A 31 ans, Marion de la Forest Divonne, fraîchement reconvertie, livre ses conseils, sur un ton léger, ludique, jamais académique, dans un ouvrage à destination des trentenaires prêts à repartir de 0 niveau boulot : Réinventer sa vie professionnelle… quand on vient de la commencer.
Entretien avec cette jeune femme enthousiaste et persévérante, qui est passée du marketing au coaching à 28 ans. Une reconversion radicale dont elle dévoile les dessous… et les tabous.
Pourquoi avoir choisi d’écrire un livre sur la reconversion destiné aux trentenaires ?

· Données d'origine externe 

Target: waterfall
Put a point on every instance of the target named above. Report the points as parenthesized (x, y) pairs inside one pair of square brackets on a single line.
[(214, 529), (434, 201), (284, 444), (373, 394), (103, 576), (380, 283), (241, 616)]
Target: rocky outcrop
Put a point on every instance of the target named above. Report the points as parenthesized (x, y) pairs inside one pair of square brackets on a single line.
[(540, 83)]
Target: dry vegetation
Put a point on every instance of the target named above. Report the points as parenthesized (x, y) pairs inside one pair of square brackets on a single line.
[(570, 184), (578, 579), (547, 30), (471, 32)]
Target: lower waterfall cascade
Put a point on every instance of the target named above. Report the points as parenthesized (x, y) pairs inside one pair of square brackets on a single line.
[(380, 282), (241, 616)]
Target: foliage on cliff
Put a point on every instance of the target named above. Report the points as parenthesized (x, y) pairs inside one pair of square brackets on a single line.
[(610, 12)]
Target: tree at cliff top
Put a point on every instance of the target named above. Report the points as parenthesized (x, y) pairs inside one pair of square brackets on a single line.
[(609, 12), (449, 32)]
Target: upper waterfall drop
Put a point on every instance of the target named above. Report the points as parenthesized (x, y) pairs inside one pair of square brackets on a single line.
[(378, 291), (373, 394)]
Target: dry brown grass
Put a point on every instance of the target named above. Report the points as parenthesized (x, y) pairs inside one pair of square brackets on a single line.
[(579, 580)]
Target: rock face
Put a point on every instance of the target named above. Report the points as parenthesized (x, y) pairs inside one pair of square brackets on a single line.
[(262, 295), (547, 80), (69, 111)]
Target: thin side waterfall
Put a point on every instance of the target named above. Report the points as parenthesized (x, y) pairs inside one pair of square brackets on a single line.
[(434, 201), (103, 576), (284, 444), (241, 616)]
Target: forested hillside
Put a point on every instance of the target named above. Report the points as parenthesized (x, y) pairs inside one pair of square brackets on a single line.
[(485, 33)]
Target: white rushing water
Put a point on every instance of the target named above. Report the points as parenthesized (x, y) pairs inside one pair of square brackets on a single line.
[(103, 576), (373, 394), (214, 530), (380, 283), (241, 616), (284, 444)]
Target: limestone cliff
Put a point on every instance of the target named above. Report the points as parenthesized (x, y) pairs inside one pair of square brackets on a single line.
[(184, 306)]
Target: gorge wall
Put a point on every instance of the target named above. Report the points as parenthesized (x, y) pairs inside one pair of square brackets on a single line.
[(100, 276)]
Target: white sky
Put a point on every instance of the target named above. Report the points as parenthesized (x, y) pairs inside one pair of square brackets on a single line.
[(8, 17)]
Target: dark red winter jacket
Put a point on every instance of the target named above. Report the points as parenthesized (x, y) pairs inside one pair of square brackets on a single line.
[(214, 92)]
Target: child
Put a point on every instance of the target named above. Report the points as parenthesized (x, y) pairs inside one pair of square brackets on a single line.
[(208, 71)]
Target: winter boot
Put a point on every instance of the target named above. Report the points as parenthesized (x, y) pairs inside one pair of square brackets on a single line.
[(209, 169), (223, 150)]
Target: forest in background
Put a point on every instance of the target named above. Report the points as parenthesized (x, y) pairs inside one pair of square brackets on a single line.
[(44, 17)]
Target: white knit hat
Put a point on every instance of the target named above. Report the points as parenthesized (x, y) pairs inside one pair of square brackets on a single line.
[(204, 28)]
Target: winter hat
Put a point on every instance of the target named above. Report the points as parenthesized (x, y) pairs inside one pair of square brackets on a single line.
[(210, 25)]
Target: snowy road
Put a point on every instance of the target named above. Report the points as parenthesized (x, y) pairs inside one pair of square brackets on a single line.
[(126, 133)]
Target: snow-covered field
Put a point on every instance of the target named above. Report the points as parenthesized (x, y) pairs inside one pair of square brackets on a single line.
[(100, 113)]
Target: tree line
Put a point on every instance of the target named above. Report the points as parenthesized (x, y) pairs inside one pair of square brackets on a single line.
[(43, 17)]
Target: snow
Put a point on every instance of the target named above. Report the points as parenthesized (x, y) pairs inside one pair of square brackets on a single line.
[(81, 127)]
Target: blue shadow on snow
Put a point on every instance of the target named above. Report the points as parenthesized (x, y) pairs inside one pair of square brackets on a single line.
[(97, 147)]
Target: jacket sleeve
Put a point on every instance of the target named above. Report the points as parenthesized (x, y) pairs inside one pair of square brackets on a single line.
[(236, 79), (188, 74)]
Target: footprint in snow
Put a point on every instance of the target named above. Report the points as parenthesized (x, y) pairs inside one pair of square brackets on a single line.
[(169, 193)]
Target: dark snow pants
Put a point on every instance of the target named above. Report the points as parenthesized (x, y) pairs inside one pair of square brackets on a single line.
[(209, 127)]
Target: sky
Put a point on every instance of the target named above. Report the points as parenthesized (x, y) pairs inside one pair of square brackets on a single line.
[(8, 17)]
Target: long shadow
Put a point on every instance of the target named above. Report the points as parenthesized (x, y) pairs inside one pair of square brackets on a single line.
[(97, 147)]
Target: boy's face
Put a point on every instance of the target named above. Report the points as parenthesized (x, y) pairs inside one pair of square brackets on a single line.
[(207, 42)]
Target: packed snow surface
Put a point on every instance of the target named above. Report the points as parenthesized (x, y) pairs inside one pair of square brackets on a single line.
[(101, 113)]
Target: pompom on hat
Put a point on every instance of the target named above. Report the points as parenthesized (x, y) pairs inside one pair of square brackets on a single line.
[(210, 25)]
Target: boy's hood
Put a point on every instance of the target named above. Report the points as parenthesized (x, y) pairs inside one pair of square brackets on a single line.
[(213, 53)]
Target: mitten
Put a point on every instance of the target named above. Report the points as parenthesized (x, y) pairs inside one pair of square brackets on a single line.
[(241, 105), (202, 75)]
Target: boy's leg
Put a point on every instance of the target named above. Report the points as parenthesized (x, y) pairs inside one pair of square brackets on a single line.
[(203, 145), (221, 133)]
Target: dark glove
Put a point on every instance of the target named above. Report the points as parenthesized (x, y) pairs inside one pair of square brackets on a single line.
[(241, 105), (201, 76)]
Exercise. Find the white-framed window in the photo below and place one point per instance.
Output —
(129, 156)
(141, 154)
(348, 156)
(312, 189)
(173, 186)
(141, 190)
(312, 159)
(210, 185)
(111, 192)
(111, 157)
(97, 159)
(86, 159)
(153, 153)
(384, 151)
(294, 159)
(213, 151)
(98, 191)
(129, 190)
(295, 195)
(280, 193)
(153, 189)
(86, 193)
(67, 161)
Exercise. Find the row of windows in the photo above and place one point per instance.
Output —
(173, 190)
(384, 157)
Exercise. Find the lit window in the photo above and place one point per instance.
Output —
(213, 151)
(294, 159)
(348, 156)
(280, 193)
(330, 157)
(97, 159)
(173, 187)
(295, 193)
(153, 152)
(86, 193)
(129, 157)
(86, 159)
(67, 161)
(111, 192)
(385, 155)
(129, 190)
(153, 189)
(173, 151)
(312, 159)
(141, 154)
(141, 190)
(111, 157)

J’avais vraiment l’impression d’être un cas isolé avec ma problématique de « trentenaire qui se pose des questions sur son job » ! Et pourtant… en partageant ma décision de reconversion autour de moi, notamment avec des personnes de ma génération, j’ai réalisé que j’étais loin d’être la seule à ne pas me sentir à ma place et à chercher davantage de sens. J’ai assisté à un effet « miroir » étonnant : j’avais l’impression que mon histoire réveillait des envies enfouies, chez des personnes que je pensais pourtant très épanouies dans leur job.
L’envie m’est alors venue d’aller plus loin dans cette enquête et d’étudier ce phénomène de « reconversions précoces » dans le cadre de mon mémoire d’école de coaching. C’est ainsi que j’ai mis à profit mon expérience de reconvertie et de coach pour écrire un livre sur la reconversion destiné aux trentenaires (et écrit par une trentenaire !).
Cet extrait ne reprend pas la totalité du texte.